For the majority of the first episode, the characters are unable to communicate with one another because the slave-masters took away their universal translators. Once they board the Protostar, the starship’s universal translator activated, enabling them to communicate and work together. Lewis found this to be a powerful moment.
“That’s one of the things I love the most about the Star Trek universe in general because it demonstrates possibilities of all of us working together from different galaxies, from different humanities, from different species, from different languages… all of us finding a way (to work together),” she said. “And it was so powerful that the first thing that happens when you come on the ship is everyone can understand each other and everyone learns their role of how we can do this together. I think that from Day 1 – back to the original Star Trek – (it’s) the vision of who we can all be when we are willing to do this together.”
“Otherwise known as the Prime Directive,” added Mulgrew.
Lewis pointed at Mulgrew. “The Prime Directive – that’s right. It’s a beautiful, wishful thing that we as humanity can take a lesson from the worlds created by the Star Trek franchise of how we can do this together. It’s possible for us to do this together, not just in make-believe but in real life. We can do this together.”
When Mulgrew – who at that point was known for her roles on Ryan’s Hope and Mrs. Columbo, as well as 1987’s Throw Momma from the Train (as Billy Crystal’s ex-wife) – auditioned for Janeway in 1994, she wasn’t familiar with Trek. Oscar nominee Geneviève Bujold (Anne of the Thousand Days) got the role. Two days after filming, however, Bujold left Voyager, finding the schedule for episodic television to be too demanding. Mulgrew was then offered the role, even winning the Saturn Award for playing Janeway.

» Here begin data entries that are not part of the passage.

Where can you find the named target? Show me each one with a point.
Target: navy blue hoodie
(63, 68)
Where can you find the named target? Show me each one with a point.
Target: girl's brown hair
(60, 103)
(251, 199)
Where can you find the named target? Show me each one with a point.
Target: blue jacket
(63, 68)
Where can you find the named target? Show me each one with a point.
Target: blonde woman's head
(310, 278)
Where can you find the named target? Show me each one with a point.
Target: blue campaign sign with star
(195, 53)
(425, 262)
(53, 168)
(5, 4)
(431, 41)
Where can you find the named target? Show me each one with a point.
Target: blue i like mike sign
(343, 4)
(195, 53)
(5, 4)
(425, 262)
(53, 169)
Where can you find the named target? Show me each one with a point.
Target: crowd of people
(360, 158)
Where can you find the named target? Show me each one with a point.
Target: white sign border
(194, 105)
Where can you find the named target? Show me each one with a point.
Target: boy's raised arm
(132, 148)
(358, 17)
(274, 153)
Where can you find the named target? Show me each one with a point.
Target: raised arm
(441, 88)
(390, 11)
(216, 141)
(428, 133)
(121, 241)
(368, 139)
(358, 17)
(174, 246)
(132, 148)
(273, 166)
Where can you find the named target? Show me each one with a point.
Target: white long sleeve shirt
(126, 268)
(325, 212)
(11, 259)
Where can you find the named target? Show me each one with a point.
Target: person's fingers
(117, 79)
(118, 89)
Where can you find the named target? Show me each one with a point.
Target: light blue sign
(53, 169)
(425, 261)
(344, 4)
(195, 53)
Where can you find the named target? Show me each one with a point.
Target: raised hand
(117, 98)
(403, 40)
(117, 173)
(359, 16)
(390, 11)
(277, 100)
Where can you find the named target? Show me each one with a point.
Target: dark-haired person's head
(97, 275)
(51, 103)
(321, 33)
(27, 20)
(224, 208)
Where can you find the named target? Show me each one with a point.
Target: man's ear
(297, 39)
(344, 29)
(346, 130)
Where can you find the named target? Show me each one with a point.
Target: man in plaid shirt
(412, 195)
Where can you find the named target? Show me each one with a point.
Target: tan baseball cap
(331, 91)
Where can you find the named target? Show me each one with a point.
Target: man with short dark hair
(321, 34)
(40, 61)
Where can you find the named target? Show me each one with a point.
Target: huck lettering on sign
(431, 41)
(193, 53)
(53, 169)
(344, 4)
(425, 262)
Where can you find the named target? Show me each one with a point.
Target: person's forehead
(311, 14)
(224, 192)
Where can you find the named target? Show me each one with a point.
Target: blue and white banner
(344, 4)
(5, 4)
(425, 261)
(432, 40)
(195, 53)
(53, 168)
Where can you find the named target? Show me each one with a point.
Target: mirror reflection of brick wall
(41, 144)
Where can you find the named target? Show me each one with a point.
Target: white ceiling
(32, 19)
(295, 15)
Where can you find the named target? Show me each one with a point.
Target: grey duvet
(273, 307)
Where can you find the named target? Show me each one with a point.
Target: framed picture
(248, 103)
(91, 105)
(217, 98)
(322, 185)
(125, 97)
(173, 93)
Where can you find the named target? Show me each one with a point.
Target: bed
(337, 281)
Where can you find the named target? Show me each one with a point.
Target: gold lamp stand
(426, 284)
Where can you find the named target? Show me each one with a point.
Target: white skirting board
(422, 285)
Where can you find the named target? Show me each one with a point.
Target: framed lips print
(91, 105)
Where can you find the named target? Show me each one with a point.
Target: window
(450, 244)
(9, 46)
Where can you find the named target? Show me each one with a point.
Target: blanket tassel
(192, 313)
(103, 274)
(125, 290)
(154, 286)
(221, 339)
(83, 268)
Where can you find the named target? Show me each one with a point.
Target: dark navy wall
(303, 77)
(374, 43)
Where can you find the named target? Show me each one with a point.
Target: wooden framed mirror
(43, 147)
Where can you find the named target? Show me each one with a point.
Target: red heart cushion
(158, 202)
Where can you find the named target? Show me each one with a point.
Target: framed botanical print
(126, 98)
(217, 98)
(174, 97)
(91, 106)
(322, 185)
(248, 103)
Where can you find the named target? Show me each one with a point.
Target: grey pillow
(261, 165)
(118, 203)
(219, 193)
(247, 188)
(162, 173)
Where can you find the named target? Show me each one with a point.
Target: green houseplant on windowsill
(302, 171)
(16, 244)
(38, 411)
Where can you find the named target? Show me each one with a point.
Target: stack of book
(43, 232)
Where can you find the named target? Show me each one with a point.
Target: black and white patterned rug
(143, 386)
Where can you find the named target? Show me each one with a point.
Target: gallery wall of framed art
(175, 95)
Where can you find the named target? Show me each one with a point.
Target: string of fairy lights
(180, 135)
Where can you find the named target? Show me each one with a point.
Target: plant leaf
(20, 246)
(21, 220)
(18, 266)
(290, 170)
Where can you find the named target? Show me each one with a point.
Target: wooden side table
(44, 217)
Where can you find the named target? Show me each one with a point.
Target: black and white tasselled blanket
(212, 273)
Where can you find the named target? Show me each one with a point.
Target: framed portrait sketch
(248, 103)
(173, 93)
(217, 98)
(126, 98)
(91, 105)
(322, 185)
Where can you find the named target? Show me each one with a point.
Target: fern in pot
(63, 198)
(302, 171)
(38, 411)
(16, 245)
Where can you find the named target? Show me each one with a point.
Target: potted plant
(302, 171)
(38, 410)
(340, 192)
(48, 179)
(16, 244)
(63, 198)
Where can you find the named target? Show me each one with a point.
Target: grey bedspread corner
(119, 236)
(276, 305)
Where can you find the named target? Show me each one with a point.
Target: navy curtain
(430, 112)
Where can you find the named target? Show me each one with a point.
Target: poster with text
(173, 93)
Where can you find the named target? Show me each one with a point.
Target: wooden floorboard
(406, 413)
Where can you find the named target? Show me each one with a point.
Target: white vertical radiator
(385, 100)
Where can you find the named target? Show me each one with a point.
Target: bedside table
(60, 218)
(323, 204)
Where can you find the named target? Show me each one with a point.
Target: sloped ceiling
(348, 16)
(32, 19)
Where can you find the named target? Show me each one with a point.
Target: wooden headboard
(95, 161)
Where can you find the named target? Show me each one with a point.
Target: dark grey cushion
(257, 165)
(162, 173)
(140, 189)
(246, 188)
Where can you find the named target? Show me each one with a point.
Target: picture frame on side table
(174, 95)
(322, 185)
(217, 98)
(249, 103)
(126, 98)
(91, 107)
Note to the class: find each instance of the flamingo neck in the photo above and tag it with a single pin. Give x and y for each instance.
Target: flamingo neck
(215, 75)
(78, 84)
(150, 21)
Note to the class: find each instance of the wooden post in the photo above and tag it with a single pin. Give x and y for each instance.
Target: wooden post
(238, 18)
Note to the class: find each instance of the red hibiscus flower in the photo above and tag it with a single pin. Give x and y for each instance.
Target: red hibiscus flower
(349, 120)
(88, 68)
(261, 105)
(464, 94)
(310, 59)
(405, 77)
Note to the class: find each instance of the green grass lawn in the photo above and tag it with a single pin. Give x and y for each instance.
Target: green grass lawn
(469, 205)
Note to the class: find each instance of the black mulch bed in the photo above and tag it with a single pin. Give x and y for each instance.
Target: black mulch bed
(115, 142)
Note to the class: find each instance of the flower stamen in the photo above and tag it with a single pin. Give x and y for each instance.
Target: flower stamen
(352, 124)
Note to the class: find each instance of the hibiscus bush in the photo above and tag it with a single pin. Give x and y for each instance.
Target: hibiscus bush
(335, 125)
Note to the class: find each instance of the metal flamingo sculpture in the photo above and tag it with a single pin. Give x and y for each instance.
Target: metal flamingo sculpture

“I came into Star Trek as an innocent, but I think that actually served Janeway in good stead. I came into it knowing nothing, but now I wouldn’t dream of being without it,” said Mulgrew. “I think I got very emotional standing backstage watching this animated incarnation of Star Trek. And there’s a very good reason for that: The philosophy behind this will reverberate in infinity. It is a wonderful idea that (the late Trek creator Gene) Roddenberry had about the human spirit, about transcendence of all kinds of obstacles, and especially after this bloody pandemic to have something wonderful to look forward to – and that’s Star Trek.”